Cell division is a highly regulated, multi-complex system often requiring an asset of proteins working in conjunction with one another. This much needed unity is what ensures proper examination of the cell before entering a new phase of the cell cycle. However, cells that infringe multiple phases of the cell cycle (often in the G2 phase), are known to be malicious cancer cells, growing at an untamable rate. The transcriptional repressor, Inducible cAMP Early Repressor, ICER, has not been found to be expressed in many cancer cell lines (Mémin et al., 2011). This abnormal expression for a transcription factor like ICER is questionable since it’s related in regulating growth associated genes that are common for many cancerous cells to hijack. Along with ICER being found in healthy cell tissues, it has also been present in the β‐adrenoceptor pathway. β‐adrenoceptor receptor regulation is related to the sympathetic pathway that would include the cardiovascular system (Tomita et al., 2003). The importance of ICER is related to a cell’s vitality and healthy function.

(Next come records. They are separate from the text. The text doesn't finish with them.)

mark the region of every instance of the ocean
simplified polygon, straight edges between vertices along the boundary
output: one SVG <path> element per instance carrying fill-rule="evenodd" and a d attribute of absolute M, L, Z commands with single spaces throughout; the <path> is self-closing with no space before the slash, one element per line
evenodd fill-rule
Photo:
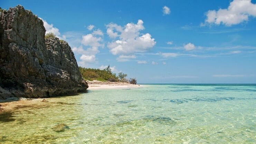
<path fill-rule="evenodd" d="M 143 85 L 21 106 L 2 114 L 0 143 L 256 143 L 256 84 Z"/>

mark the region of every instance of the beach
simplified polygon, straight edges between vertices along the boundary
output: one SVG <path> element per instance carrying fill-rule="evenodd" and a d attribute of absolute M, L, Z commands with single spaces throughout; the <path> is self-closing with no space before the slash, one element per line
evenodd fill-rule
<path fill-rule="evenodd" d="M 94 80 L 87 81 L 88 90 L 110 89 L 132 89 L 141 88 L 143 85 L 131 84 L 127 82 L 101 82 Z M 0 113 L 11 111 L 20 107 L 26 107 L 44 106 L 47 106 L 47 102 L 42 102 L 45 100 L 48 102 L 55 102 L 54 97 L 38 99 L 27 99 L 23 97 L 13 97 L 5 100 L 0 100 Z"/>
<path fill-rule="evenodd" d="M 89 85 L 87 90 L 108 89 L 132 88 L 142 87 L 140 84 L 133 84 L 127 82 L 101 82 L 98 81 L 87 81 Z"/>

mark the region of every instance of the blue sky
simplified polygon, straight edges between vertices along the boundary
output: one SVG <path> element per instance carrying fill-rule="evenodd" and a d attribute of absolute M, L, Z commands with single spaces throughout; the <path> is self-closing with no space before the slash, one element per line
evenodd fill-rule
<path fill-rule="evenodd" d="M 141 83 L 256 83 L 256 0 L 0 3 L 42 19 L 80 66 L 110 64 Z"/>

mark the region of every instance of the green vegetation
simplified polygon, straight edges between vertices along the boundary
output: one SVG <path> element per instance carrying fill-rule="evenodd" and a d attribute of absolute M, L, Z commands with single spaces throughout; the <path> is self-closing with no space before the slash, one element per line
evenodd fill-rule
<path fill-rule="evenodd" d="M 49 32 L 49 33 L 46 33 L 45 34 L 45 39 L 48 39 L 49 38 L 54 38 L 56 37 L 56 35 L 53 33 L 53 32 Z"/>
<path fill-rule="evenodd" d="M 130 83 L 133 84 L 137 84 L 137 80 L 135 78 L 130 78 L 130 80 L 129 80 L 129 82 Z"/>
<path fill-rule="evenodd" d="M 118 78 L 115 73 L 112 72 L 109 65 L 103 70 L 79 66 L 79 70 L 83 78 L 86 80 L 112 82 L 118 81 Z"/>
<path fill-rule="evenodd" d="M 127 81 L 127 80 L 125 79 L 126 76 L 127 76 L 127 74 L 123 73 L 122 72 L 120 72 L 118 74 L 117 77 L 121 81 Z"/>

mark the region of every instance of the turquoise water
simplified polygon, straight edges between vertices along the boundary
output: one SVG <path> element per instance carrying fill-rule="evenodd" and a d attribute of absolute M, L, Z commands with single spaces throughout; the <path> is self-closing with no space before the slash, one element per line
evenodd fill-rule
<path fill-rule="evenodd" d="M 145 85 L 47 99 L 5 114 L 0 143 L 256 143 L 255 84 Z"/>

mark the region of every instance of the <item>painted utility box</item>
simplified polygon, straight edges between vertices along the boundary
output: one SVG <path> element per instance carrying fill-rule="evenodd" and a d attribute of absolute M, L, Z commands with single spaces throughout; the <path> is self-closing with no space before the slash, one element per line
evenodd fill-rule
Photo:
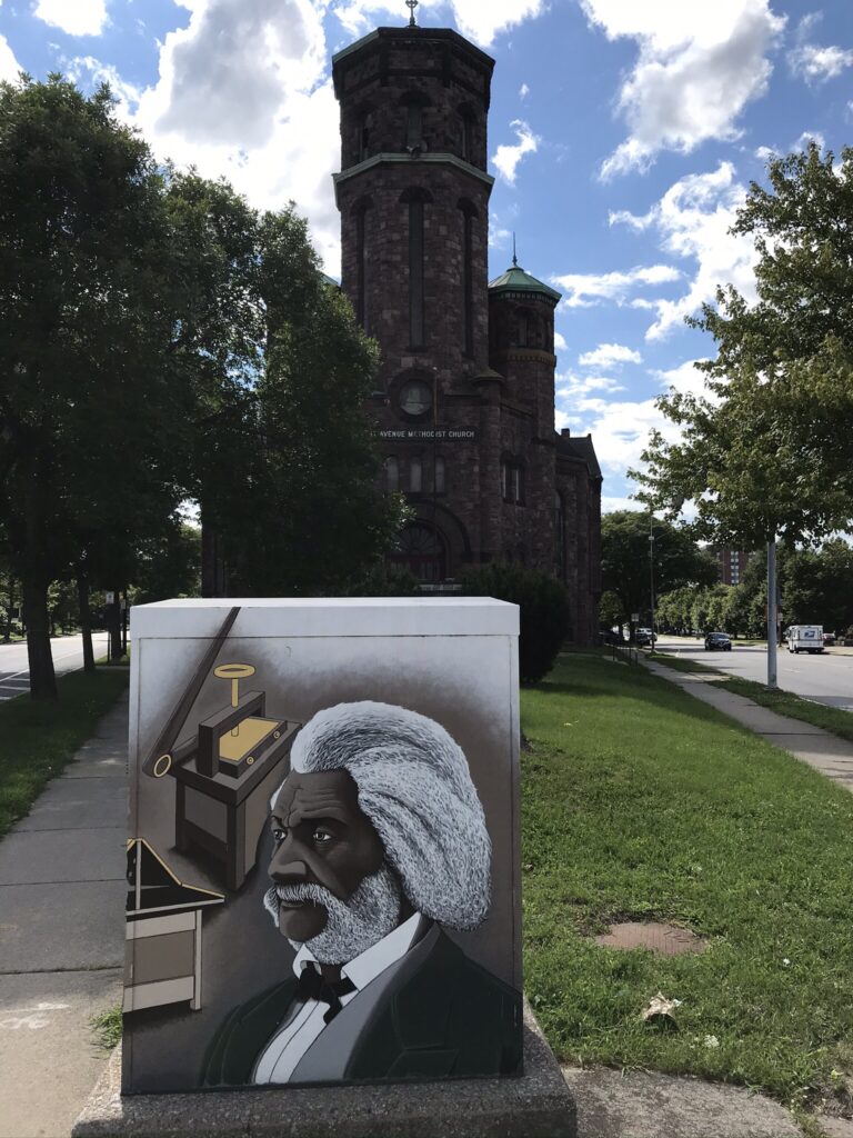
<path fill-rule="evenodd" d="M 132 610 L 125 1092 L 521 1073 L 517 629 Z"/>

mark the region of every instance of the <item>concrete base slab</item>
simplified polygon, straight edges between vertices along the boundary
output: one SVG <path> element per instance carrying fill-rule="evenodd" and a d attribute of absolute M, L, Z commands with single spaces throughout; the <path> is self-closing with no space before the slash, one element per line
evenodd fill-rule
<path fill-rule="evenodd" d="M 580 1138 L 802 1138 L 784 1106 L 743 1087 L 610 1069 L 563 1073 Z"/>
<path fill-rule="evenodd" d="M 0 885 L 124 881 L 126 828 L 10 833 L 0 843 Z"/>
<path fill-rule="evenodd" d="M 814 1121 L 826 1138 L 853 1138 L 853 1119 L 833 1119 L 828 1114 L 817 1114 Z"/>
<path fill-rule="evenodd" d="M 105 1053 L 92 1015 L 122 998 L 119 972 L 63 972 L 0 981 L 0 1138 L 71 1133 Z"/>
<path fill-rule="evenodd" d="M 0 885 L 0 973 L 124 967 L 124 881 Z"/>
<path fill-rule="evenodd" d="M 73 1138 L 575 1138 L 574 1104 L 531 1021 L 517 1079 L 122 1098 L 118 1050 Z M 784 1136 L 777 1136 L 784 1138 Z"/>

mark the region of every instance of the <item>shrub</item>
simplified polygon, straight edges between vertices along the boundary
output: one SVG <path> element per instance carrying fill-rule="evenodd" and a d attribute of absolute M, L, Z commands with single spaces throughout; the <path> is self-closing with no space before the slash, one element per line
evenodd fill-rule
<path fill-rule="evenodd" d="M 519 605 L 522 683 L 536 683 L 550 671 L 569 632 L 569 596 L 560 582 L 533 569 L 495 562 L 464 570 L 462 591 L 466 596 L 495 596 Z"/>
<path fill-rule="evenodd" d="M 363 577 L 351 582 L 345 596 L 417 596 L 417 578 L 408 569 L 382 562 L 367 570 Z"/>

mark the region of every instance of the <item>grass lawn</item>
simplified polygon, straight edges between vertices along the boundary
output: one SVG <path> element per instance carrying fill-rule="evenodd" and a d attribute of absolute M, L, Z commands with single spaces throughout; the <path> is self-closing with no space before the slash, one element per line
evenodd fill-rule
<path fill-rule="evenodd" d="M 57 702 L 28 695 L 0 703 L 0 836 L 30 810 L 94 731 L 100 717 L 127 686 L 129 669 L 99 668 L 93 676 L 72 671 L 57 679 Z"/>
<path fill-rule="evenodd" d="M 853 795 L 665 681 L 589 654 L 522 692 L 525 987 L 560 1058 L 794 1105 L 853 1074 Z M 597 947 L 662 920 L 702 955 Z M 678 1030 L 646 1024 L 661 991 Z"/>

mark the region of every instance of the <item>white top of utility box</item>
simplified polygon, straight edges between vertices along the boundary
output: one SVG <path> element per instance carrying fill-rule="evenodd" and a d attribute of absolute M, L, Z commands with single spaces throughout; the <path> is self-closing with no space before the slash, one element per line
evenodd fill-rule
<path fill-rule="evenodd" d="M 519 607 L 490 596 L 187 597 L 136 604 L 134 638 L 215 636 L 517 636 Z"/>

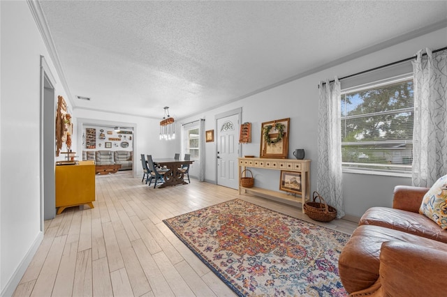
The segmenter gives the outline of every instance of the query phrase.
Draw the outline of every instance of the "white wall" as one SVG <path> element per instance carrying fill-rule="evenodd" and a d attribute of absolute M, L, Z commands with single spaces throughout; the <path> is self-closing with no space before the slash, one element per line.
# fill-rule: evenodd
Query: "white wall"
<path fill-rule="evenodd" d="M 261 125 L 263 122 L 291 118 L 288 158 L 294 158 L 295 148 L 305 148 L 311 163 L 311 191 L 316 189 L 317 126 L 320 80 L 332 79 L 415 55 L 427 47 L 438 49 L 447 45 L 447 29 L 438 30 L 391 46 L 346 63 L 314 73 L 227 105 L 182 119 L 188 122 L 205 119 L 205 130 L 216 129 L 214 116 L 235 108 L 242 108 L 242 122 L 252 124 L 251 143 L 242 145 L 241 155 L 259 156 Z M 328 50 L 330 50 L 330 48 Z M 205 145 L 205 180 L 216 181 L 216 144 Z M 279 190 L 279 172 L 251 169 L 256 186 Z M 345 212 L 349 217 L 360 217 L 369 207 L 390 206 L 396 185 L 410 185 L 411 178 L 354 174 L 343 174 Z M 311 192 L 312 193 L 312 192 Z"/>
<path fill-rule="evenodd" d="M 66 98 L 25 1 L 0 1 L 0 290 L 9 296 L 42 239 L 40 186 L 40 56 Z"/>

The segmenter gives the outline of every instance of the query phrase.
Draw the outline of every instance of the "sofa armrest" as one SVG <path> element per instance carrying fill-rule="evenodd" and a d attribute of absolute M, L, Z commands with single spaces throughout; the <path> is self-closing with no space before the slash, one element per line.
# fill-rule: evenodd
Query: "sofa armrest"
<path fill-rule="evenodd" d="M 380 282 L 382 296 L 445 296 L 442 271 L 447 267 L 447 251 L 413 243 L 382 243 Z"/>
<path fill-rule="evenodd" d="M 397 185 L 394 188 L 393 208 L 418 213 L 428 188 Z"/>

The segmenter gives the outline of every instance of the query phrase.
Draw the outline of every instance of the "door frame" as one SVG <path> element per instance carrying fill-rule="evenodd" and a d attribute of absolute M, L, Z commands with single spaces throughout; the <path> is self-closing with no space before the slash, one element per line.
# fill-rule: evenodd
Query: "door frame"
<path fill-rule="evenodd" d="M 240 125 L 240 123 L 242 123 L 242 107 L 239 107 L 234 109 L 228 110 L 228 112 L 222 112 L 221 114 L 218 114 L 214 116 L 214 130 L 216 131 L 216 135 L 215 135 L 216 141 L 217 141 L 217 137 L 219 137 L 219 130 L 217 130 L 218 128 L 217 120 L 222 118 L 226 118 L 227 116 L 234 116 L 235 114 L 238 115 L 237 120 L 239 121 L 239 125 Z M 238 129 L 240 129 L 240 127 L 238 127 Z M 217 148 L 218 148 L 217 145 L 215 145 L 214 155 L 217 155 Z M 241 153 L 242 153 L 242 146 L 240 142 L 237 142 L 237 155 L 240 157 Z M 236 160 L 235 161 L 236 161 L 236 164 L 238 164 L 237 160 Z M 216 185 L 218 185 L 217 183 L 218 172 L 217 172 L 217 158 L 214 158 L 214 168 L 216 169 L 216 171 L 214 172 L 215 176 L 216 176 Z M 237 166 L 237 168 L 239 168 L 239 166 Z"/>
<path fill-rule="evenodd" d="M 40 196 L 41 231 L 43 232 L 44 220 L 52 219 L 56 216 L 54 177 L 56 79 L 43 56 L 41 56 L 40 80 Z M 45 89 L 50 90 L 50 96 L 46 94 Z"/>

In this report, we used two commercial based, enhanced green fluorescent protein, EGFP constructs to study the subcellular localization of ICER in human melanoma cells, SK-MEL-24. The constructs were designed to have EGFP either on the N-terminus or C-terminus of ICER-II. The purpose of this design is to witness if the absence of a termini in ICER-IIγ would affect its native localization of the nucleus. The data demonstrate that the EGFP position on ICER did not affect its nuclear localization. Interestingly, the construct of ICER-IIγ with EGFP on its C-terminus was also observed in the centrosome of mitotic cells. Taken together, our results suggest that ICER-IIγ’s N-terminus may be important in a signaling pathway that is related to the cell cycle.